Pat Hecker makes makes beautiful art works (check out her tatoodreams blog), many of which reside in my sister's home. Among my favorites are the Kleenex cover in her bathroom. Which got me to thinking - what was life like before paper tissues ruled? When I went unprepared to a touching memorial service for a friend this week, another friend gave me four tissues. One generation ago, it would have been a hankie.
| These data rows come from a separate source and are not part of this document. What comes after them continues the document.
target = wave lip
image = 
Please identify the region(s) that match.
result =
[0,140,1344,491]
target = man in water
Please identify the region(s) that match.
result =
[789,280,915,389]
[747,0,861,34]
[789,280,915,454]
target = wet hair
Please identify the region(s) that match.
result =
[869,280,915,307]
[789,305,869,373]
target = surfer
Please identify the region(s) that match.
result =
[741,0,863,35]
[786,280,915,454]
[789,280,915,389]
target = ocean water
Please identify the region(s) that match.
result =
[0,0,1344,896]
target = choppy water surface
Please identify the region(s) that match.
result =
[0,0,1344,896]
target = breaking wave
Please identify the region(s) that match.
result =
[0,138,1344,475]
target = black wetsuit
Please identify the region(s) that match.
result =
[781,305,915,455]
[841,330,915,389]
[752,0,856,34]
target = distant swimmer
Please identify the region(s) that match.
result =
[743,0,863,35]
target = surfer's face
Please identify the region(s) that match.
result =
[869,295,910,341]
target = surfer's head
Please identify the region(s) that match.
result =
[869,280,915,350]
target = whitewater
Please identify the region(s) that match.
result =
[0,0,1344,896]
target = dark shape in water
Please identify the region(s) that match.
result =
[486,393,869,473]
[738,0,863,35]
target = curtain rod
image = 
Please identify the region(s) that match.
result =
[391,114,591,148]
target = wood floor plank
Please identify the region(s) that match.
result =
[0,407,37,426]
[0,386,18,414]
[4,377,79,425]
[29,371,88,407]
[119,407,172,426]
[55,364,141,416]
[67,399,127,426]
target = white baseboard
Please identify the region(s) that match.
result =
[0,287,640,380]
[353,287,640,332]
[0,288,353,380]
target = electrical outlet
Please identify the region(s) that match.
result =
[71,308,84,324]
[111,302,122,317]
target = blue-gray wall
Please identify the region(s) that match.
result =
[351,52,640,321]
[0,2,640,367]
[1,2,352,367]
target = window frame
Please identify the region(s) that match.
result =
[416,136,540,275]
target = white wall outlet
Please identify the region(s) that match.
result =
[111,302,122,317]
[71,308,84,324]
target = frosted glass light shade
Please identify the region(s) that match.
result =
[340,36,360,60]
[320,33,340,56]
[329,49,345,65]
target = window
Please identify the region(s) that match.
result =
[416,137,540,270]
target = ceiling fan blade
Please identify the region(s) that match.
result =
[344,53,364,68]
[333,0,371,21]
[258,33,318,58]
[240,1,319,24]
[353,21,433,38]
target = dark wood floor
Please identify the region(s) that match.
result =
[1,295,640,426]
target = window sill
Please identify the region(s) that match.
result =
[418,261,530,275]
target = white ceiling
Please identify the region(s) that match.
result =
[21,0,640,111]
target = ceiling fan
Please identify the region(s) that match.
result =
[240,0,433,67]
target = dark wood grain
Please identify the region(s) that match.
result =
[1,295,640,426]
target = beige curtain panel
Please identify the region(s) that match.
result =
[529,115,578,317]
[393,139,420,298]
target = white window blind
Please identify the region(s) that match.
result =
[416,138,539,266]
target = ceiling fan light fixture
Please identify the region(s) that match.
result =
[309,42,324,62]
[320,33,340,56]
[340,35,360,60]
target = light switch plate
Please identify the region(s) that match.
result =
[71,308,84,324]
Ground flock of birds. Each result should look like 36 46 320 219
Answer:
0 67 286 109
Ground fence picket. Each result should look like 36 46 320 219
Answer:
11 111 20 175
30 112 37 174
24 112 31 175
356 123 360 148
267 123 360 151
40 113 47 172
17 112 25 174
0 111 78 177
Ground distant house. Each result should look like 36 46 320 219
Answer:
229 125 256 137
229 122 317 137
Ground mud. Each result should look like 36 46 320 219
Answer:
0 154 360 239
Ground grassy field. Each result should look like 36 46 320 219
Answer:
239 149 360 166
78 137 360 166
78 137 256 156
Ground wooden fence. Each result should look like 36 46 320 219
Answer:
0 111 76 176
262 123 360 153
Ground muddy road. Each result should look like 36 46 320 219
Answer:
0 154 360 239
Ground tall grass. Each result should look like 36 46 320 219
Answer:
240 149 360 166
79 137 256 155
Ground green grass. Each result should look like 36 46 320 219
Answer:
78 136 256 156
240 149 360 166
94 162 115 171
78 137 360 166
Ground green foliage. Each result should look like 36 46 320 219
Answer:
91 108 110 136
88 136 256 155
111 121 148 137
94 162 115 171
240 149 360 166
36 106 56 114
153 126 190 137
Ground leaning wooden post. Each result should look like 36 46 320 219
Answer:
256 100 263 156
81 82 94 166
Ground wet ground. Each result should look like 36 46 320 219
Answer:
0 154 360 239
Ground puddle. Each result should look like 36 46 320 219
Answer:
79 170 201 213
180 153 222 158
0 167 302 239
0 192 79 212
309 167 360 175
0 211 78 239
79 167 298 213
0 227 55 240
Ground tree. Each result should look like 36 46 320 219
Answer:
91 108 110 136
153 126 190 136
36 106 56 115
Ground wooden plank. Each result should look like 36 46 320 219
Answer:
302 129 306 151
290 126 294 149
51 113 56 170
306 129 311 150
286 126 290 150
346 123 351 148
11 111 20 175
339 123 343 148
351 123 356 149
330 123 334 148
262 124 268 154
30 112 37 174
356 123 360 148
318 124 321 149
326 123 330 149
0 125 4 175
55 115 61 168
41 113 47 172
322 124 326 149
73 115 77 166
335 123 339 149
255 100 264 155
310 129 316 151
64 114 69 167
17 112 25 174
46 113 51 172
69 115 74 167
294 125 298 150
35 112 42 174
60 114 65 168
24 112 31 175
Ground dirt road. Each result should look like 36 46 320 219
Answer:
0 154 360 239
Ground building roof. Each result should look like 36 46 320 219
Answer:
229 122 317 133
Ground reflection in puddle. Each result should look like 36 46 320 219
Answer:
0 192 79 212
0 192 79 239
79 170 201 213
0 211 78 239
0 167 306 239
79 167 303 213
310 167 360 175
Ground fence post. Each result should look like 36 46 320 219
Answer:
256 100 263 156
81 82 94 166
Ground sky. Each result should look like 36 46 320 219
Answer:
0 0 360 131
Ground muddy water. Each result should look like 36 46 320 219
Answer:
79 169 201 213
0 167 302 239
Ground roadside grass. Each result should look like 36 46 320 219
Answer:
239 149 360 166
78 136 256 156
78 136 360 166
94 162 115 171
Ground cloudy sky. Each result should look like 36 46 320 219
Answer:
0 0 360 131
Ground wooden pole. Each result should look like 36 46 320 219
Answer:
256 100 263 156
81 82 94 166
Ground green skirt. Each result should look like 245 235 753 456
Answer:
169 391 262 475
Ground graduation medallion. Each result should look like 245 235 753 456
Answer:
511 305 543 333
My mom always had each purse stocked with a hankie, a pen, a comb, and a pillbox. She simply moved her wallet and lipstick so that she was always prepared. Me, I have to transfer the wallet, the cell phone, three pairs of glasses (sun, distance, reading), three checkbooks (2 personal, one business), 2 sets of business cards, the cellphone extra battery since I am forever forgetting to charge it, the flashdrive, a pen, and the mini Kleenex pack, which is always open and getting cruddy from the bottom-of-the-purse litter. Comb? Lost it two decades ago.
At my mom's memorial service, I tried my best to get through my prepared remarks without bawling, but the tears came near the end anyway. So my dad hauls out his trusty (huge) red bandanna to wipe my tears away, turning my tears to laughter. The big guy's hankie.
If I was as green as I like to think I am, I would wash and iron the hankies and go stock my purse. I would pile up the bandannas for home use (instead of reserving them for napkins that look oh-so-cute with the blue speckle ware on the picnic table). I would look at my body's extra fluids as washable, not disposable. I would stop thinking of hankies as delicate reminders of a more gentle age, and think of them as the hardworking but lace covered necessities.
But then I would not need handrafted tissue box covers. Art always suffers.